With Fuck Me, L Scully has given readers not just the best—and most appropriate —title in recent memory, they’ve given us an utterly original, unforgettable new voice in memoir: simultaneously wry, honest, utterly direct, and deeply vulnerable. This is a queer coming of-age story told through the lens of sex addiction and two quests, one for lasting love, the other for mental and emotional health. The resulting narrative is laced through with bracing critical rigor and an inventive poetic sensibility. And when Scully’s emotions roam beyond words, they include handwritten notes, photos, drawings, and texts from a deep personal archive to suggest what can’t be said. The result is a many-layered testimonial to an extraordinary identity-in-progress.
Pamela Petro, author of The Long Field: A Memoir, Wales, and the Presence of Absence
In FUCK ME: A MEMOIR, L Scully unearths the complexities of unrequited love stories and mental health in this tumultuous life of bliss and strife. We ride not only a voyage through gender from high-femme-to-butch-to-femme-as-drag, but also brace the splitting hearts and skin of all parties involved—clinicians, lovers, friends, family, metamours. Through juxtaposed sketches of relationships graced with the utmost passion and the obscure ways that they end, and relishing femininities with a masculine demeanor, there is an undeniably fazed honesty of sexcapade, yearn, and death in L Scully’s FUCK ME: A MEMOIR. The love stories croquet therapized worksheets and dream-like diary entries in such a diligent manner, it makes readers release our memories, too. Strapping feverish revelations of multi-selves of passion and manipulation with humor, lesbian whimpers, and unearthed poetic darlings, FUCK ME: A MEMOIR reads like a gilly of mirrors.

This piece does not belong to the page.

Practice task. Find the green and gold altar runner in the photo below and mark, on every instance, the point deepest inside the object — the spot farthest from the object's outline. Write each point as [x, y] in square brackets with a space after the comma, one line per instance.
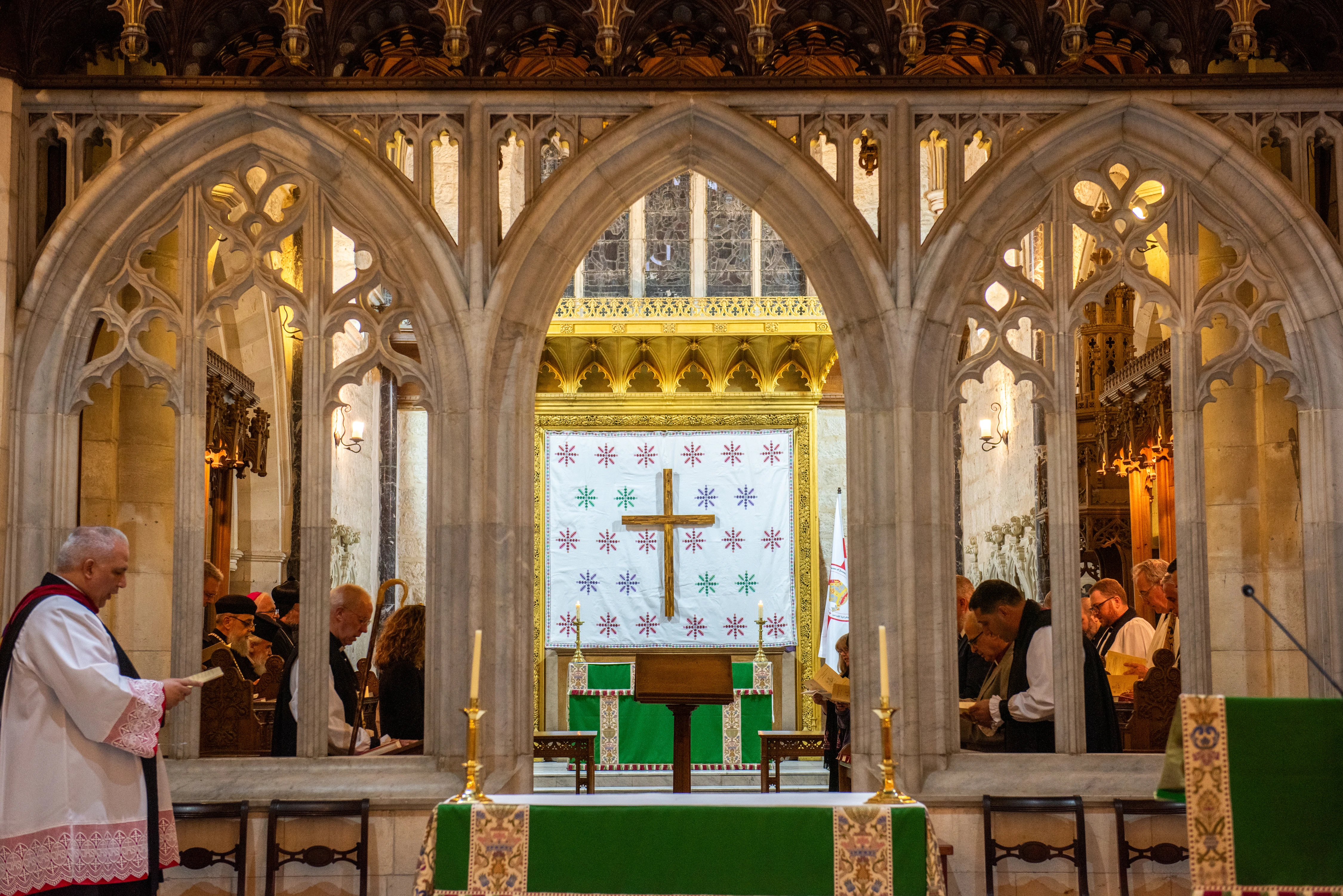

Mayah Monet Lovell, multidisciplinary artist, author of dykes day, a holigay
A chronology of how intimately and casually sex and terror are interwoven. How cyclically our desires preempt our dysfunction. How our defensiveness breeds addiction. Fuck Me cuts an uncomfortable autopsy of intimacy - eat or be eaten. L Scully's feat is turning over these stones of everyday catastrophe to reveal the ecosystem thriving beneath, without wincing. There's an inviting blase-ness to the language, a road worn indifference from someone who's been the mouth and the meal. Structurally, I enjoyed the alternating forms of memoir, scrapbook drawings, screenshots, poetry, lyricism. Honest without aggrandizing, Fuck Me will fuck you up, like a forehead kiss after a hard slap.
Lucas Restivo, author of FUCKO
Rendered in a fresh, witty, unforgettable prose, Fuck Me: A Memoir explores what happens when people, love and pleasure become akin to addiction. It’s a raw account of the yearning that comes with attempting to mitigate the singular loneliness of the human experience. Tender and funny, poetic and vulnerable, L Scully has written themselves into the literary archive of the queer, trans experience.

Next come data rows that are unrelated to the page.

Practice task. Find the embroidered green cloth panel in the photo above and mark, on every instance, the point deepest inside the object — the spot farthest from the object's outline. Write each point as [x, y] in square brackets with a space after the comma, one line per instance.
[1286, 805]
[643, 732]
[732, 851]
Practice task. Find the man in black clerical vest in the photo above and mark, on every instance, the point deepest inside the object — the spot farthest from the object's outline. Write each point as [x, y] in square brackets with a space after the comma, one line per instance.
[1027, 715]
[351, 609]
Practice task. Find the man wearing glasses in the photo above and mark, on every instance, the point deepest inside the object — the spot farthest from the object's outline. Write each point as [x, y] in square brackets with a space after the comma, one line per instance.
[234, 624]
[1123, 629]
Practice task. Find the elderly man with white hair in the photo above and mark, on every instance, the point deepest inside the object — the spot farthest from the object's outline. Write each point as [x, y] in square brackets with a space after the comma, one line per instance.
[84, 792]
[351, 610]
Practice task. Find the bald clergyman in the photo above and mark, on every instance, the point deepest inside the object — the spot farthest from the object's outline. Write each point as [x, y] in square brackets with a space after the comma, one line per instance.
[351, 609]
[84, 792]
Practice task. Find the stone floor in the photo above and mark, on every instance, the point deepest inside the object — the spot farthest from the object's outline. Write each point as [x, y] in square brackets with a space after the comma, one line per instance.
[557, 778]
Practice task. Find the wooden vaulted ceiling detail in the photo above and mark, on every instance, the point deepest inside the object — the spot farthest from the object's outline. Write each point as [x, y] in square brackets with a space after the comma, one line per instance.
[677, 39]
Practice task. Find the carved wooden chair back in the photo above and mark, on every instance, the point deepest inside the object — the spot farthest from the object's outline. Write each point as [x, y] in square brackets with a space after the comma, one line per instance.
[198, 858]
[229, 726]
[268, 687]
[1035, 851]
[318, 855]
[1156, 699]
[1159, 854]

Carolina Meurkens, founder and Editor-In-Chief, Mixed Mag
Fuck Me is truly teeming and masterly. L Scully’s writing is so intimate as to make me feel like I myself am speaking it into existence, wearing their rain-damp clothes. Although Scully’s memoir posits their own toxicity and strictures, I found myself believing Scully to be totally guileless. That is to say, I fell in love with them. Fuck Me is a devouring matrix of romance and addiction. It is a memoir well-versed in what love gives, making us feel both removed from time and more situated in its torment.

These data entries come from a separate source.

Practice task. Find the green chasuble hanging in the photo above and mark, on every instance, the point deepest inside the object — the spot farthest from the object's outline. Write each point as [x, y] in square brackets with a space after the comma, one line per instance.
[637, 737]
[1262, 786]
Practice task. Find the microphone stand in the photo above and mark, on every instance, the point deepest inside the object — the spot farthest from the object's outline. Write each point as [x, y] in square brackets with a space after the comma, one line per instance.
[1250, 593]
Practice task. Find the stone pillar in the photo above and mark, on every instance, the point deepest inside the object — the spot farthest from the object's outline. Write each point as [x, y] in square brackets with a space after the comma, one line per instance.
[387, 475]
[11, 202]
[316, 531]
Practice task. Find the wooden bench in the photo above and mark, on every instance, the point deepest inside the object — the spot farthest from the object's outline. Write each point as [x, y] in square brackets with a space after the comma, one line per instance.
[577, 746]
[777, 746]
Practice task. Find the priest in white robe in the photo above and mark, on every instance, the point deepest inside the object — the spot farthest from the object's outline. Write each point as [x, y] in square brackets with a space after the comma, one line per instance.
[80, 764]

Maggie Von Sacher, author of Rabbits
It's late and night; the lights flicker on inside. You find yourself pausing to admire the flawless architecture of the house, which is made of glass. It is made of essays, archived diary entries, stick-and-poke tattoos from an ex-lover--spilling out of its closets are the beautiful, discarded garments of your host's previous gender(s). You realize, of course, that you're inside the house--you, who thought you were outside, watching. Someone takes you by the hand. You can't wait to see where they'll lead you next. Hilarious, unflinching and relentlessly self-aware, Scully does the confessional genre with rare panache, guiding the reader through a history of sexual and romantic entanglements that are sometimes delicious, sometimes harrowing, and always narrated with a stunning and revelatory eye for detail. Intimate and engaging inside and out, Fuck Me left me satisfied. And wanting more.